Потом, через неделю-другую, отец мой уехал в Исфахан. Тетка или мама, впрочем, кажется, все-таки тетка, решила доказать мне, что отец не единственный властелин в доме, и нажаловалась школьному надзирателю: от рук отбился, сущий чертенок, пусть-ка отведает палок по пяткам. Хотя какой там чертенок, я тогда был тише воды. И вдруг меня, ни о чем не подозревающего, схватили, скрутили и уложили на скамью. Ноги мне стиснули петлей и подтянули кверху, что меня скорее смешило, чем пугало. Но гранатовый прут быстро уговорил заплакать. В тот день, после звонка на большую перемену, прибежав к выходу, чтобы попить, я спросил у дядюшки, за что мне всыпали.
– Тебе же на пользу, – сказал он. – От учительской палки проку побольше, чем от родительской ласки. Вот подрастешь…
Дзинь! Я выпустил стакан из рук. Он разбился вместе с блюдцем. Плакал мой шербет! А когда я вернулся домой, заплакали и мама, и тетка. Уже неделю каждый день что-нибудь билось – то стакан, то чашка. В наказание мне перестали приносить шербет на переменах. Было обидно. Я не мог понять, в чем провинился, но и поделать ничего не мог.
Однажды, когда отец был еще в отъезде, с гор пополз сель и обрушился в безводное каменистое русло реки, недалеко от города.

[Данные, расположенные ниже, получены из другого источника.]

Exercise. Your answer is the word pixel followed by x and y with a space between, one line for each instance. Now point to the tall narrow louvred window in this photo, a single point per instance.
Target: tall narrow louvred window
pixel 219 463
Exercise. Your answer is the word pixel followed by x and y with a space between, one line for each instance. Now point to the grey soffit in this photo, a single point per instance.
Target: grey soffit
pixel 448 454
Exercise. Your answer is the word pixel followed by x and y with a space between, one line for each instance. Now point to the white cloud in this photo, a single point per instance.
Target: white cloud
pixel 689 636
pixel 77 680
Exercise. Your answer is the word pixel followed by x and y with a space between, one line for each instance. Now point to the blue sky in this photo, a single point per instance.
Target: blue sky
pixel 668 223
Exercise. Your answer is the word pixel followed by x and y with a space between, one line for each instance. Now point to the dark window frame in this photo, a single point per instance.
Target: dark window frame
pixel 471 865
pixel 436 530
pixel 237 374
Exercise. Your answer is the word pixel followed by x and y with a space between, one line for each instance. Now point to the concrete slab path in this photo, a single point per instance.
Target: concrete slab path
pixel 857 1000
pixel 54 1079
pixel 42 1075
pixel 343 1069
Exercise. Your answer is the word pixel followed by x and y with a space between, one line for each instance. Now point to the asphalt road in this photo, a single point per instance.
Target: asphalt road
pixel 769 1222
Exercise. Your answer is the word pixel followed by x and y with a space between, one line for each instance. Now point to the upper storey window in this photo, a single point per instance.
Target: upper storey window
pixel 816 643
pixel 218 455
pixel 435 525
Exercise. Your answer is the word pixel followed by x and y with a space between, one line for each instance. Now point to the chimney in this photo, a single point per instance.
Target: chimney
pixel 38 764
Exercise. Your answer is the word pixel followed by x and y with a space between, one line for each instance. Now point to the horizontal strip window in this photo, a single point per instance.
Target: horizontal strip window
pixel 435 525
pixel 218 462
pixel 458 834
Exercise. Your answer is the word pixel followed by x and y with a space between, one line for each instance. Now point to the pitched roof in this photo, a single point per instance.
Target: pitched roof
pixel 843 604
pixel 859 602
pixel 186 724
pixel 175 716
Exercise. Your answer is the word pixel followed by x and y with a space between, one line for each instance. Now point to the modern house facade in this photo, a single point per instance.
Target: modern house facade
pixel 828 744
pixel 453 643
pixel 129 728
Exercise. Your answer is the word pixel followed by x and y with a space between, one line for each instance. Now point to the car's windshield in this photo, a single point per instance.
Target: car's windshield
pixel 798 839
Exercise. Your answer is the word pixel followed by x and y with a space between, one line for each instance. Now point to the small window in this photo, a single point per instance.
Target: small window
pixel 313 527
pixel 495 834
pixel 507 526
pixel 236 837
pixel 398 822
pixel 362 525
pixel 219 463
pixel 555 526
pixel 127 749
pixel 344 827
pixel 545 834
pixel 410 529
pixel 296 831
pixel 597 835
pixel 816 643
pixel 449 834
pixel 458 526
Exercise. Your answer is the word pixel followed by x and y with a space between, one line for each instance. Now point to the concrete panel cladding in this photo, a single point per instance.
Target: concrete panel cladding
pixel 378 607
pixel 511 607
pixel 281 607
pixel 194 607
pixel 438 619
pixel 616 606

Народ устремился туда поглазеть на сель. Моя тетка тоже решила ехать и послала дядюшку предупредить Шависа и Агу Мухаммада Али. Ага Мухаммад был у нас кучером и правил коляской, а Шавис состоял при конюшне, заботясь о паре наших лошадей и ослике. У Шависа была жена Билкис и две дочери, старшая Таджи, лет одиннадцати, а может, и десяти, и младшая Голабтун, почти моя ровесница. Билкис была моей кормилицей. Дядюшка вернулся с известием, что Аги Мухаммада на месте нет, сам уехал посмотреть. Тетка, уже надевшая уличные шаровары, взбесилась, стала кричать, что снова ее ни в грош не ставят. Мы принялись ждать, но Ага Мухаммад Али не возвращался. Шавис даже лошадей запряг, но кучер объявился, лишь когда стемнело. И уже открыл рот, чтобы со всеми подробностями рассказать про сель, но не тут-то было. Тетушка-голубушка, яростно причитая, вылила на него столько брани, сколько могла припомнить. Ага Мухаммад Али разозлился и ушел, заявив, что да будут прокляты его предки до седьмого колена, если он сюда вернется. С тем и ушел.
Дядя Азиз узнал новости наутро, расшумелся, сказал моей матери, что она абсолютно не умеет себя поставить, в собственном доме не хозяйка, и вообще, какое право имеет сестра мужа вмешиваться в домашние дела?